This work proposes the first asymmetric two-server private aggregation protocol, addressing the high communication and computational overhead of existing schemes on high-dimensional data, which typically rely on symmetric server roles and trusted preprocessing. By offloading intensive high-dimensional computation to a primary server while keeping the auxiliary server lightweight, our protocol achieves malicious security with identifiable abort—without requiring any trusted setup—and features communication complexity independent of the input dimension. Built upon standard lattice assumptions (LWE/SIS), we introduce a novel and efficient lattice-based zero-knowledge proof to realize this asymmetric two-party computation framework. The design enables deployment of the auxiliary server on commodity hardware, substantially reducing overall overhead while enhancing security and robustness under the non-collusion assumption.

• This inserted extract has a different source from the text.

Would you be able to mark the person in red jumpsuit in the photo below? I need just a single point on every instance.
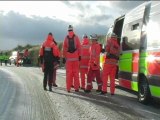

Privacy-preserving aggregation is a cornerstone for AI systems that learn from distributed data without exposing individual records, especially in federated learning and telemetry. Existing two-server protocols (e.g., Prio and successors) set a practical baseline by validating inputs while preventing any single party from learning users' values, but they impose symmetric costs on both servers and communication that scales with the per-client input dimension $L$. Modern learning tasks routinely involve dimensionalities $L$ in the tens to hundreds of millions of model parameters. We present TAPAS, a two-server asymmetric private aggregation scheme that addresses these limitations along four dimensions: (i) no trusted setup or preprocessing, (ii) server-side communication that is independent of $L$ (iii) post-quantum security based solely on standard lattice assumptions (LWE, SIS), and (iv) stronger robustness with identifiable abort and full malicious security for the servers. A key design choice is intentional asymmetry: one server bears the $O(L)$ aggregation and verification work, while the other operates as a lightweight facilitator with computation independent of $L$. This reduces total cost, enables the secondary server to run on commodity hardware, and strengthens the non-collusion assumption of the servers. One of our main contributions is a suite of new and efficient lattice-based zero-knowledge proofs; to our knowledge, we are the first to establish privacy and correctness with identifiable abort in the two-server setting.